For the record mine is not a restatement of that old platitude about there being “no atheists in the foxholes.” Given the godforsaken cast of most battlefields, I should not be surprised to learn that there are nothing but atheists in the foxholes. It is only that some of the atheists manage to pray. 

That is what I did when I began this essay. I knew that one of my reasons for taking it on was that I needed the money, and that most of the others, including some I might have regarded as nobler, were probably just as base. I did not feel that God, being God and the God of Jacob to boot, needed to be told my motives, or that I necessarily needed to be forgiven for them. Interviewing applicants for a temporary job blowing the shofar, some rabbis are said to have asked each of three finalists what he was thinking during his audition. “I thought of the Blessed One calling creation into being,” said the first. “I thought of the Law given on Mount Sinai,” said the second. Sheepishly the third confessed, “I thought that I have six daughters, and they all need dowries.” The rabbis didn’t need to go beyond that. They hired the third, they slipped the man a little steak, though I’m not sure if that was because they pitied his predicament or admired his nerve.

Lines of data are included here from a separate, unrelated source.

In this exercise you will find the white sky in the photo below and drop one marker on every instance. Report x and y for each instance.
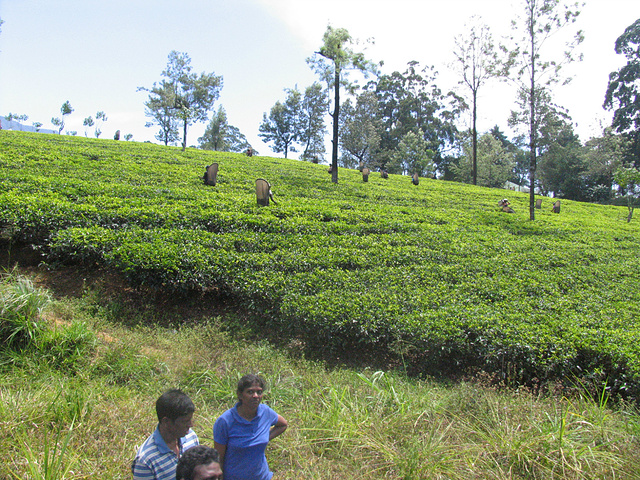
(95, 53)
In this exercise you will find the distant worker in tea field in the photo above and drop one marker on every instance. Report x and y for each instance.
(241, 434)
(158, 456)
(504, 205)
(199, 463)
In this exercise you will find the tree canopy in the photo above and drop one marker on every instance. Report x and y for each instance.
(332, 62)
(623, 90)
(182, 96)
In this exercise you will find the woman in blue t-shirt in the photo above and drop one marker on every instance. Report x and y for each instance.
(241, 433)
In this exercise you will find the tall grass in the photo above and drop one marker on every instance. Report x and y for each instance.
(344, 423)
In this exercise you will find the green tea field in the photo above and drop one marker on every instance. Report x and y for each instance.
(432, 275)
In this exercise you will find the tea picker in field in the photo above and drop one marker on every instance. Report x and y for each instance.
(159, 454)
(504, 206)
(241, 434)
(199, 463)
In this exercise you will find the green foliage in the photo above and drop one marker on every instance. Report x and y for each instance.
(622, 94)
(21, 306)
(25, 334)
(434, 268)
(342, 423)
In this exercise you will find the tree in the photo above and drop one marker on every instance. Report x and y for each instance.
(541, 19)
(160, 108)
(602, 157)
(221, 136)
(185, 96)
(17, 118)
(561, 161)
(282, 126)
(87, 123)
(100, 117)
(494, 162)
(360, 126)
(413, 156)
(412, 102)
(312, 111)
(623, 90)
(332, 63)
(477, 60)
(65, 110)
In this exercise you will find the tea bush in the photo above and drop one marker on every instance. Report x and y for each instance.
(434, 267)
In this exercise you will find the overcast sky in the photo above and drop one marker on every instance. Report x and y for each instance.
(95, 53)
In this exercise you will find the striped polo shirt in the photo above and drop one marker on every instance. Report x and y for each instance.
(156, 461)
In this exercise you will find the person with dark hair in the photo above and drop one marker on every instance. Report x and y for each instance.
(159, 454)
(241, 434)
(199, 463)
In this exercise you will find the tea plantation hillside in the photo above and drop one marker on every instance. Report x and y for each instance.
(433, 272)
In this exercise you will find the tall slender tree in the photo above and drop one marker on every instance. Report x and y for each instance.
(65, 110)
(360, 126)
(185, 96)
(282, 126)
(332, 63)
(477, 62)
(313, 109)
(535, 68)
(623, 90)
(159, 107)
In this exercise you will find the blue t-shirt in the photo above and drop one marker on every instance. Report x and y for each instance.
(246, 442)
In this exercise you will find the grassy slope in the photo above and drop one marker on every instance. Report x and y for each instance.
(344, 423)
(433, 272)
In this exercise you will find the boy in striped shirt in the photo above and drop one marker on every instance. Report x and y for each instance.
(159, 454)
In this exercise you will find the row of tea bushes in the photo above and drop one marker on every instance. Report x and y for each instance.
(434, 268)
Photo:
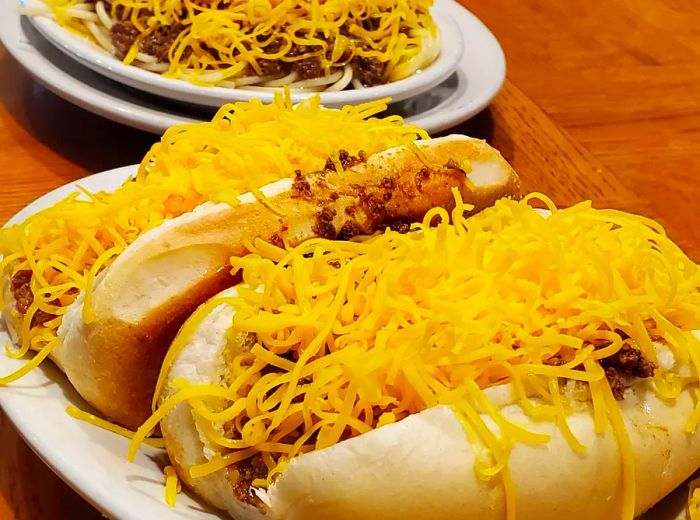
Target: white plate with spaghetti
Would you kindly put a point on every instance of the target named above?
(93, 461)
(340, 87)
(479, 76)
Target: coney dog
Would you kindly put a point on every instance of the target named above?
(506, 365)
(112, 338)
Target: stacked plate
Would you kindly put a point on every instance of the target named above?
(460, 83)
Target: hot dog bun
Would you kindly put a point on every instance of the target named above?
(112, 352)
(423, 466)
(504, 365)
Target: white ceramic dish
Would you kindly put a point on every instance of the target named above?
(479, 76)
(102, 62)
(93, 461)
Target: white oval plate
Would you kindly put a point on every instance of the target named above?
(93, 461)
(102, 62)
(479, 75)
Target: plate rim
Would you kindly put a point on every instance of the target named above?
(105, 64)
(146, 116)
(52, 455)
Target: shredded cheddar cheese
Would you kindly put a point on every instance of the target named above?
(172, 485)
(349, 336)
(245, 146)
(694, 500)
(238, 43)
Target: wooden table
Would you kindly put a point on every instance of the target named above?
(602, 102)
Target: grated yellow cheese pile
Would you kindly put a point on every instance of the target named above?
(355, 335)
(220, 40)
(245, 146)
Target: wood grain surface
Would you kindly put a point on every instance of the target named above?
(602, 102)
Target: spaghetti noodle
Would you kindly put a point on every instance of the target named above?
(311, 45)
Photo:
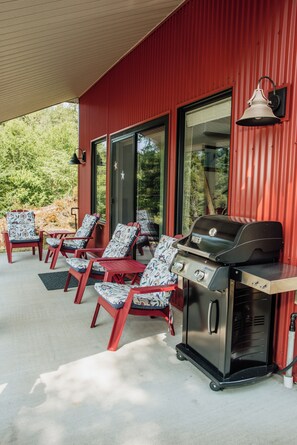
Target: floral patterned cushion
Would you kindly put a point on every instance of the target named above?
(156, 273)
(121, 241)
(118, 247)
(21, 227)
(164, 250)
(116, 295)
(85, 231)
(53, 242)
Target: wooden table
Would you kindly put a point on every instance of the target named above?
(117, 270)
(58, 233)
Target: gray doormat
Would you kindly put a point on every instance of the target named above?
(57, 280)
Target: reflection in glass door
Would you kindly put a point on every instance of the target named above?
(204, 164)
(122, 182)
(150, 189)
(138, 184)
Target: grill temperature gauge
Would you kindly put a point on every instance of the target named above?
(199, 274)
(178, 266)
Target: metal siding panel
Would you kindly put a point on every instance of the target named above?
(207, 46)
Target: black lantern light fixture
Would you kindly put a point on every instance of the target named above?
(262, 111)
(80, 159)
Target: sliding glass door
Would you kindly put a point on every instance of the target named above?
(138, 183)
(204, 160)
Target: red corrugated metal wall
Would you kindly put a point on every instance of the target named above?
(205, 47)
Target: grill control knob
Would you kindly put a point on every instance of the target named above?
(178, 266)
(199, 275)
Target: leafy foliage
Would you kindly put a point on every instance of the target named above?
(34, 154)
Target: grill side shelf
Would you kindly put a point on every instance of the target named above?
(271, 278)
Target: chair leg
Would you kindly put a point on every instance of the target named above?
(8, 247)
(81, 287)
(117, 329)
(67, 282)
(40, 251)
(169, 319)
(9, 253)
(47, 255)
(55, 258)
(93, 324)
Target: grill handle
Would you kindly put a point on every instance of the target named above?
(212, 304)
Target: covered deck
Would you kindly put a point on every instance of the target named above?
(60, 386)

No, if I prayed, it was mainly because I was deeply skeptical, not of God but of the value of talking about God. “We need more cooks, not more cookbooks,” reads the epigraph on a well-known cookbook, and after so many years of imparting recipes from behind a pulpit I find myself wishing I’d spent more time in front of a stove. Still there was the matter of a dowry, and thus the need of a job. So I prayed I could pull it off, I prayed for mercy, I prayed that I would write something capable of gently unsettling every single human being who troubled to read it. In a word I prayed for the chimp. Of course I am in no position to tell anyone whether God exists. But perhaps you are in a position to tell me whether God answers prayers.